The second half was in honour of Beethoven’s birthday and featured a kind of running address by ["Lord"] Geoffrey Robertson on liberty and the enlightenment. It also featured rather a lot of namedropping on GR’s part, though some may feel he is entitled to it. Overall it seemed a rather long bow to draw from the “Turkish March” from Beethoven’s music written in 1811 for von Kotzebue’s play, “The Ruin of Athens” to GR’s proposed appearance before the European Court of Human Rights to argue for the return of the “Elgin Marbles” to Greece.

When GR ascribed the push to end slavery as one originating in “High Anglicanism” he had gone too far. Last time I looked (then, and since) the Clapham Sect and Wilberforce were evangelicals, which is usually thought of as being quite the opposite. Call me a pedant, but that’s the sort of historical howler that can cast a bit of a shadow.

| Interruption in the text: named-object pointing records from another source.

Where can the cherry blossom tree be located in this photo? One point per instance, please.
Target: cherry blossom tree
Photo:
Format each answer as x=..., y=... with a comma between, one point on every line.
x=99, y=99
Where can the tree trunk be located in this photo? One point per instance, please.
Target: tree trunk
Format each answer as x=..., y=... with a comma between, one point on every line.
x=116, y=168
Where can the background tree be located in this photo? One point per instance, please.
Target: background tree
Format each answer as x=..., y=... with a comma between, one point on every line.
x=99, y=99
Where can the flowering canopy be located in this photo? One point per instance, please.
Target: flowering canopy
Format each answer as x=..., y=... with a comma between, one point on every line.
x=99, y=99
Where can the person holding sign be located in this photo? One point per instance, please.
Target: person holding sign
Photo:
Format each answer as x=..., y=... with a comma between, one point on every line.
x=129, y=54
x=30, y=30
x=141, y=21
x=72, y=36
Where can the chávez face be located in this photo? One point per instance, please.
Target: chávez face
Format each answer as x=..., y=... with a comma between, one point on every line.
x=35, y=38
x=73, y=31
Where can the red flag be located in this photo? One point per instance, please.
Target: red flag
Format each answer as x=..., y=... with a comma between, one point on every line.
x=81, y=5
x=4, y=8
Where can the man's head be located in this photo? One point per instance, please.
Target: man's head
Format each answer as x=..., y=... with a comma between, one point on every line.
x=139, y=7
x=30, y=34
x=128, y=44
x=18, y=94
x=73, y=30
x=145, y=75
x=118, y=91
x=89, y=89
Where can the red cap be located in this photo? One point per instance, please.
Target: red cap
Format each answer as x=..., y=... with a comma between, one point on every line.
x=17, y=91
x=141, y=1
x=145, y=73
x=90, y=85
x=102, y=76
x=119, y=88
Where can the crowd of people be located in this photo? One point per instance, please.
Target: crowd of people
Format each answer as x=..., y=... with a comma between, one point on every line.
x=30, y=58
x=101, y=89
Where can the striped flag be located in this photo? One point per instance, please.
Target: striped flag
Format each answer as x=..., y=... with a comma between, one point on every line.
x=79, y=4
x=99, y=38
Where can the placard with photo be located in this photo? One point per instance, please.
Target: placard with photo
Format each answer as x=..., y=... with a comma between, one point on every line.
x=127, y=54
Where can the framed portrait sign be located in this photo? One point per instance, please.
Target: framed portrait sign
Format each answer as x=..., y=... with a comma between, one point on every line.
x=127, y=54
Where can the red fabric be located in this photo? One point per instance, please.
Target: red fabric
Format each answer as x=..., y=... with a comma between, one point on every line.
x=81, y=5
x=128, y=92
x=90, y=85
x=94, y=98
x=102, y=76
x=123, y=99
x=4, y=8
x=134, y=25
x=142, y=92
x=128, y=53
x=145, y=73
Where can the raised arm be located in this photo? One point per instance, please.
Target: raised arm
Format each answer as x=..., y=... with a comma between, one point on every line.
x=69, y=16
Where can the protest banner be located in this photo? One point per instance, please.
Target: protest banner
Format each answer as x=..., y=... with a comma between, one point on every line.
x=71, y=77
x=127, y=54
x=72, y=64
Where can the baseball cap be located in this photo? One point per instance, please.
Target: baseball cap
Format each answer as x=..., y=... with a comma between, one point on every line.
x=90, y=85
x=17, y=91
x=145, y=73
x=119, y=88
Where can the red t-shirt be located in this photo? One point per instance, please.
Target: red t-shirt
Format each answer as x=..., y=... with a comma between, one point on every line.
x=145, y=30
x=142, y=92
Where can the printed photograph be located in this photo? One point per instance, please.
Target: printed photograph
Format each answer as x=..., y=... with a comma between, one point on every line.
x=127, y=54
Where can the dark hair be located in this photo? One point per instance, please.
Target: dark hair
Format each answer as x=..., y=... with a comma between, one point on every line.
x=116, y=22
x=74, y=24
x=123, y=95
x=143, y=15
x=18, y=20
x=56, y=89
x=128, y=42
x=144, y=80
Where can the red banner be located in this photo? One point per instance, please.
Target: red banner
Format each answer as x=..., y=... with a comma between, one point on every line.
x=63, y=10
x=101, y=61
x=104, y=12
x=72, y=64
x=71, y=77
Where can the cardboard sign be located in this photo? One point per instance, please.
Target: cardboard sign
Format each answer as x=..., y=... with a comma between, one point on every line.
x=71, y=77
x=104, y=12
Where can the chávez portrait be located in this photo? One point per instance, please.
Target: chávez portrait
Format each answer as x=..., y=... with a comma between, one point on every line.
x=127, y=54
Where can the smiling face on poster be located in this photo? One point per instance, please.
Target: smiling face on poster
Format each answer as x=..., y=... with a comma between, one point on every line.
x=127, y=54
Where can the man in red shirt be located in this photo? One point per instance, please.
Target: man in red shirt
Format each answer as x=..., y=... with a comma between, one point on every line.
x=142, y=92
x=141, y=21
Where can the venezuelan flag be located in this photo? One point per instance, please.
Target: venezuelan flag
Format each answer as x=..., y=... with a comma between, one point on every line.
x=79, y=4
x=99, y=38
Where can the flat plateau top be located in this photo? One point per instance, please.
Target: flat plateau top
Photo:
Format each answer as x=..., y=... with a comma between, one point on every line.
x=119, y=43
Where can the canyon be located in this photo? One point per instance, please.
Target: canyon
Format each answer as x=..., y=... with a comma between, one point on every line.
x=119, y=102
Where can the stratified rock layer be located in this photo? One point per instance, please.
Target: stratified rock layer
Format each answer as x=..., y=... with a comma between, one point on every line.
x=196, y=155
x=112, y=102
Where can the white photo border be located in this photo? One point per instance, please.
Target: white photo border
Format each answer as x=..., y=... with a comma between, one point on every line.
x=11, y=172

This sort of talking is not really a drawcard for me. It just seems a waste of an orchestra to have it sit by idle. I realise that is an error because the orchestra’s time is not to be measured simply by its time on stage on the night – there also has to be rehearsal time. So maybe the talking was a way of padding the program out. Others enjoyed it.

It’s sad to see the orchestra fold (or even restructure into something smaller) but not really surprising. It was good to hear them while they lasted.

End of term

December 14, 2012

On Saturday with my old friend and former high-school English and drama teacher, Lw, to the Sydney Philharmonia’s concert, titled “An English Christmas.”

Lw had a spare ticket because V, who was in the choir, had thought she would not be singing, and so had booked a ticket for herself and Lw.

The title alone was the sort of thing which would otherwise have driven me away rather than drawn me in – it had the whiff of that shop in the Glasshouse where they sell marmite and other English staples.

The attraction was the second half, which was Britten’s cantata, Saint Nicolas.

The first half was structured round the movements of “Peter Warlock”‘s Capriol Suite, played by the Philharmonia [scratch, really] orchestra, led by Jemima Littlemore. As the suite has six movements this meant that there were six carols or brackets of carols – the last was Vaughan Williams’ Fantasia on Christmas Carols. The baritone soloist for that and at least one other number was the improbably youthful looking Alexander Knight.  He has bright red hair with a somehwat Dickensian peak at the front, which somehow added to the English-Christmas flavour.  He sounds just a bit too youthful for my ideal sound-image of the baritone soloist in this work, but he has admirable clarity of projection.

I have sung in choirs myself in the past, and so nearly all of the items were familiar to me – not really carols in the congregational or even secularish (Rudolf) sense, but choral numbers of the sort that the English choral-christmas industry (of which the Vaughan Williams must be a relatively early type) has churned out in such enormous numbers over the years.

The other soloist was Amy Corkery, last seen as the lesbian maid (OK: only joking about the lesbian bit) in Pique Dame.  Perhaps concerned at filling such a large hall, she let loose rather alarmingly at the top of her register.

Choirs filed on and off; the massed choirs (“Festival Chorus”) sang a few, easier, numbers; every one of the Philharmonia’s conductors got a guernsey.  It all felt just a bit like a school concert.

Apart from the Vaughan Williams Fantasia, my favourites were an arrangement of Michael Head’s “Road to Bethlehem,” (really an art song) sung by ”Vox” (the youth choir) and Britten’s Hymn to the Virgin (except that the semi-chorus seemed too big).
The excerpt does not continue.